Transition énergétique et politiques climatiques
Malgré la position pro-hydrocarbures de Trump et son intention de se retirer à nouveau de l’Accord de Paris, la transition énergétique mondiale reste forte, les investissements dans les énergies renouvelables continuant de dépasser ceux dans les énergies fossiles. L’Europe et la Chine poursuivent leur avancée dans l’électrification et l’adoption des énergies renouvelables, tandis que les États-Unis pourraient connaître un ralentissement du soutien fédéral aux initiatives écologiques. Cette décision pourrait affecter les efforts mondiaux pour lutter contre le changement climatique. Bien connu pour son scepticisme climatique, la promesse de Trump de « driller, bébé, driller » pour faire baisser les prix du pétrole et du gaz a reçu une réponse tiède du secteur malgré les données statistiques montrant que les États-Unis ont produit plus de pétrole brut que tout autre pays au cours des six dernières années.
À l’échelle mondiale, l’élan vers la transition énergétique reste impressionnant : pour chaque dollar investi dans le pétrole, le gaz et le charbon, 2 dollars sont investis dans les énergies renouvelables, selon le rapport de Natixis.
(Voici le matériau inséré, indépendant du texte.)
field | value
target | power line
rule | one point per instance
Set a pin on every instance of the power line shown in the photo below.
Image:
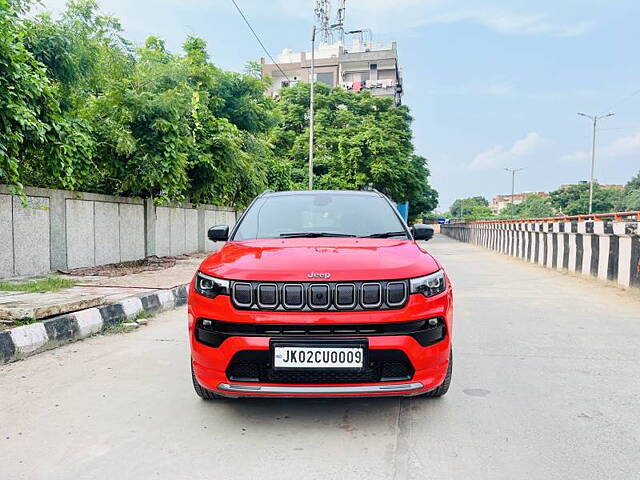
(258, 38)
Natixis ajoute qu’en Chine, par exemple, 50 % des nouvelles immatriculations de voitures en 2025 seront électriques, tandis que des réglementations CO2 plus strictes et des véhicules électriques plus abordables devraient stimuler les ventes en Europe.
« Aux États-Unis, le duo Trump-Musk est prêt à initier un ralentissement clair, potentiellement exacerbé par la suppression des incitations financières à l’achat de voitures électriques. Le sujet des véhicules autonomes pourrait refaire surface comme une stratégie pour Tesla de Musk afin de se positionner pour la croissance future », a noté le rapport. Cependant, Natixis estime que l’impact de Trump sur le pétrole est probablement surestimé, les prix étant davantage influencés par la manière dont l’OPEP agit face à une surproduction et une demande affaiblie.
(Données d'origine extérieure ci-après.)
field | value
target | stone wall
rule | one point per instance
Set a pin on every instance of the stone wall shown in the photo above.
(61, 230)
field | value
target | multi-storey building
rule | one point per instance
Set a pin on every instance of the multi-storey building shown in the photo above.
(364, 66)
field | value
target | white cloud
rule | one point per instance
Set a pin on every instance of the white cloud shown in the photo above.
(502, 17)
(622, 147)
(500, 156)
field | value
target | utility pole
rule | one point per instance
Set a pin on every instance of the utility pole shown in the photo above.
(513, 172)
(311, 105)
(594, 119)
Impact sur la dette publique et la viabilité budgétaire
Alors que les réductions d’impôts, les droits de douane accrus et les dépenses publiques visent à stimuler la croissance, ces mesures soulèvent des préoccupations quant à la viabilité de la dette publique américaine. Le Committee for a Responsible Federal Budget, une organisation non partisane, estime que les projets fiscaux et de dépenses de Trump pourraient ajouter environ 8 000 milliards de dollars à la dette nationale au cours des dix prochaines années, portant les niveaux de dette à des sommets insoutenables, selon un rapport de l’ICG.
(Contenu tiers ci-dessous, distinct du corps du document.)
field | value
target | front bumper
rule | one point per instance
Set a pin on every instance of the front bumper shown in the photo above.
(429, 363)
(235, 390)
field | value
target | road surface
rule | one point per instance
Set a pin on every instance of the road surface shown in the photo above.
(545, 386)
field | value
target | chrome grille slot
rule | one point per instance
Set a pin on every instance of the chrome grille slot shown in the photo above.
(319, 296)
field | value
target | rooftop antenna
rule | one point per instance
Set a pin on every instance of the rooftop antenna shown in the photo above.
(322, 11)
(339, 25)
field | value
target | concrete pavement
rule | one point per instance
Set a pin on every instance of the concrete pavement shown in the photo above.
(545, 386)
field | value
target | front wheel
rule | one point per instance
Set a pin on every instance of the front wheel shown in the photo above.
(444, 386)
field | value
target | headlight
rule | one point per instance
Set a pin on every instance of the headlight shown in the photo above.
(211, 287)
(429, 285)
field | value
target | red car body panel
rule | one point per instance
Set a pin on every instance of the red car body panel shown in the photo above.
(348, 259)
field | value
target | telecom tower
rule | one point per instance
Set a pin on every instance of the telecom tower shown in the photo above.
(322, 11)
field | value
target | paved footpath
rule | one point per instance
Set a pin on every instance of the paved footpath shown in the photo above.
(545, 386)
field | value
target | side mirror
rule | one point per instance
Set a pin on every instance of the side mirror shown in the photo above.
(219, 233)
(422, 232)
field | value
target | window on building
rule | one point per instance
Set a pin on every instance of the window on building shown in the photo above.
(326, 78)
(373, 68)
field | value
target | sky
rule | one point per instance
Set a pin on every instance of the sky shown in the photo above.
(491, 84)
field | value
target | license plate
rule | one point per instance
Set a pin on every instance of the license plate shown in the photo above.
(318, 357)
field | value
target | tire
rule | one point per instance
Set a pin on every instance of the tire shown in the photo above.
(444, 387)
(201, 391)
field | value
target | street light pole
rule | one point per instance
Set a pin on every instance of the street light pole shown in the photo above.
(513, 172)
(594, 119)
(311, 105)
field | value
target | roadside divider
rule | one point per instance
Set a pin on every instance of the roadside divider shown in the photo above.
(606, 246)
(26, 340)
Le rapport ajoute que, jusqu’à présent, les marchés ont accordé à l’administration le bénéfice du doute, mais cela pourrait changer si des plans budgétaires crédibles ne sont pas présentés. « Compte tenu du déficit budgétaire estimé à 7,6 % du PIB et de la dette publique générale à 122 % du PIB, il y a peu de marge d’erreur », selon le rapport de l’ICG. Les perspectives économiques mondiales pour 2025 seront caractérisées par une divergence significative due aux politiques américaines sous Trump. Tandis que les États-Unis pourraient connaître une croissance à court terme, l’effet boule-de-neige des mesures protectionnistes et de l’expansion fiscale devraient poser des défis pour d’autres économies – et, les tensions liées à l’inflation, les préoccupations concernant la dette et les tensions géopolitiques viendront certainement compliquer davantage la situation. À l’avenir, l’adaptabilité et une planification stratégique seront cruciales pour les décideurs politiques et les investisseurs. Suivre les évolutions politiques, en comprendre les implications et ajuster les stratégies en conséquence sera essentiel pour naviguer dans l’incertitude économique de 2025.